2.  If the job functions of the employee cannot be changed:

  1. We are of the view that each employment contract be reviewed to assess the risks, reliefs and remedies agreed upon.
  2. Events such as a pandemic and/or government-imposed lockdown may constitute as a force majeure event in some employment contracts or contracts for service. It will be important for the employer to consider if the language of the clause allows for the employee’s obligation to perform work to be suspended.
  3. In the event the force majeure clause allows for the obligations of both Parties to be suspended during the force majeure event, the employer should comply with the notice policy contained in the contract.
  4. Take note that typically, force majeure provisions require notice to be given without delay.
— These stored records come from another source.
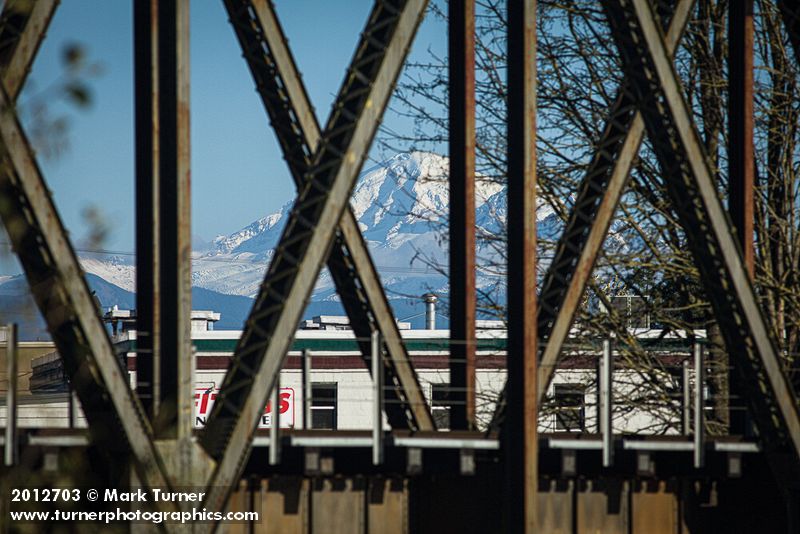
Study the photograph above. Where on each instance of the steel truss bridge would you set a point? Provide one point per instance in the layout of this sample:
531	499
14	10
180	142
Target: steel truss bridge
521	482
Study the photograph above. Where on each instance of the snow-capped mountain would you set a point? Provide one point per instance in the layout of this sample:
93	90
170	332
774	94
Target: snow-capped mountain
401	207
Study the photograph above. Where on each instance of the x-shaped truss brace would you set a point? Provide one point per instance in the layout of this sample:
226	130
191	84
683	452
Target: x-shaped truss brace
325	181
115	416
651	99
691	190
357	282
310	231
590	218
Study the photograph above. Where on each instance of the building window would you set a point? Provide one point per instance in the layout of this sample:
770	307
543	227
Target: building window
440	405
323	406
570	407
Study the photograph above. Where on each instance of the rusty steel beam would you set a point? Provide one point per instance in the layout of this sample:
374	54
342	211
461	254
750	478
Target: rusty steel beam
589	220
519	433
306	239
116	419
591	215
692	192
357	281
19	43
175	411
461	105
148	304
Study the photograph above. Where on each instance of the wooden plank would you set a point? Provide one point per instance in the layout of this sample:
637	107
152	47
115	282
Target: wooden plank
654	510
283	506
337	505
387	506
239	502
602	506
554	506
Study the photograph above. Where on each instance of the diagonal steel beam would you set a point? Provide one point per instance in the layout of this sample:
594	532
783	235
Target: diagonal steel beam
19	43
590	218
307	238
357	281
691	190
53	272
63	298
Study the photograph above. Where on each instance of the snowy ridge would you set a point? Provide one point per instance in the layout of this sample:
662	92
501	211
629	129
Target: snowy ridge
401	206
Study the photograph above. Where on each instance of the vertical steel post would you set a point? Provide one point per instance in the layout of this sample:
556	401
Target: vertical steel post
461	62
11	444
145	22
520	427
687	398
275	422
741	163
306	379
699	401
377	399
175	236
606	404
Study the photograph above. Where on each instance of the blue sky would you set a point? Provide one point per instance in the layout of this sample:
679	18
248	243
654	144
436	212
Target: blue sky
238	173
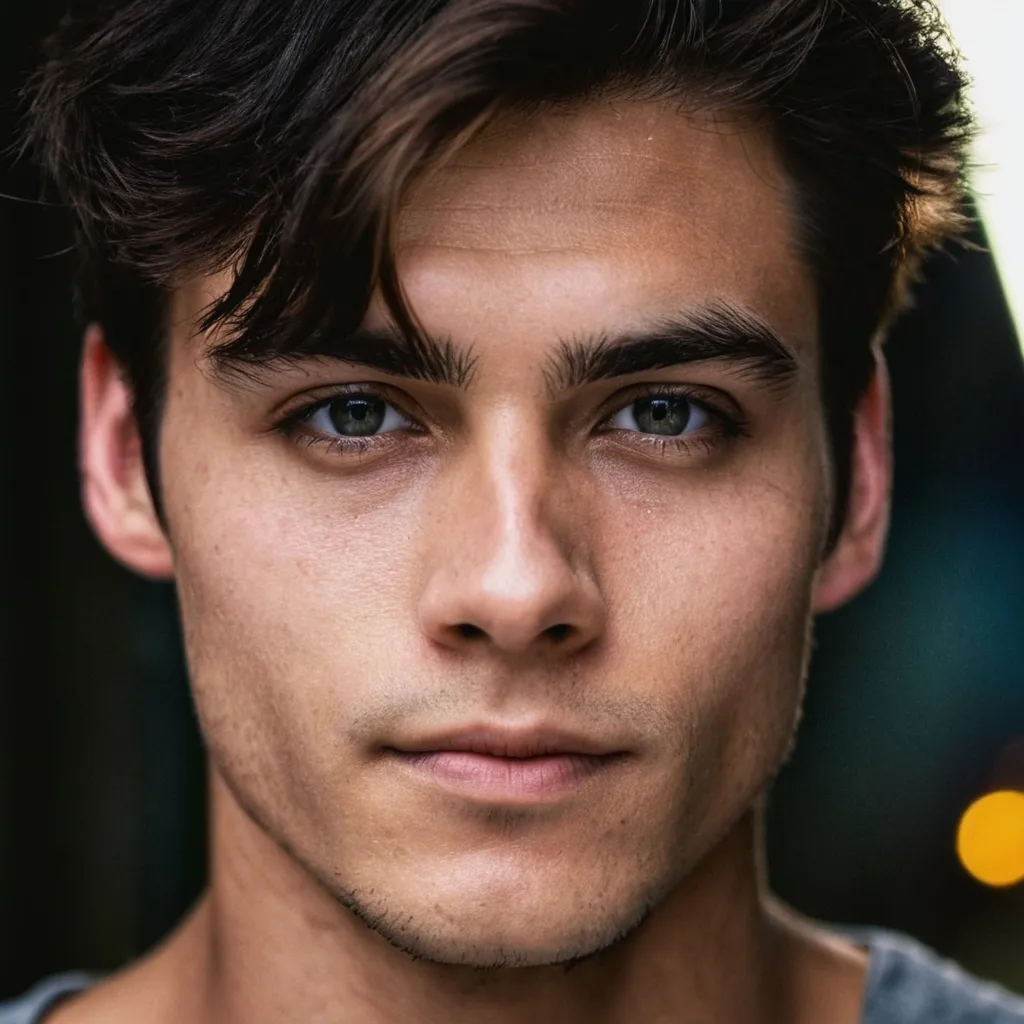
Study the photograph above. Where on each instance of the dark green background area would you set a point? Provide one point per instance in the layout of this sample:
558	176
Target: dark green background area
916	692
This is to ensure that the rights to relief to be barred where timely notice is not given.
  5. If there is no provision in the contract that addresses a force majeure event, the employer may explore the option of entering into a ‘standstill’ arrangement with the employee which suspends the obligation of the employee to work during the Lockdown Period and the obligation of the employer to pay salary during such period.

 

3.  If the company can prove that the magnitude of the impact of the Lockdown is extremely detrimental to the company’s financial stability, the company may take the following steps:

  1. The company should consider cost-minimizing alternatives such as reduction of shifts, working hours, working days and freezing recruitment.
  2. Issue a notice to the employee, at the earliest possible opportunity, informing about the company’s financial predicament and that the company is considering options to retrench a number of employees;
  3. The company should then take the appropriate steps, in compliance with the Code of Conduct for Industrial Harmony 1975 (“Code”) issued by MOHR to ensure proper procedure for retrenchment is followed;
  4. Formulate and introduce schemes for voluntary retrenchment; and
  5. Report the retrenchment or voluntary separation to the Labour Office within the stipulated timeline in the Employment Act, failure of which carries a punishment of a fine of RM10,000.00.

For any enquiries on the restriction, the government has set up a hotline at 03-88882010. The line will be open starting at 12.00 p.m. on 17th March 2020.

We expressly disclaim our views as forming any form of legal opinion on the content herein. Our views shall not bind us and we disclaim any liability thereto.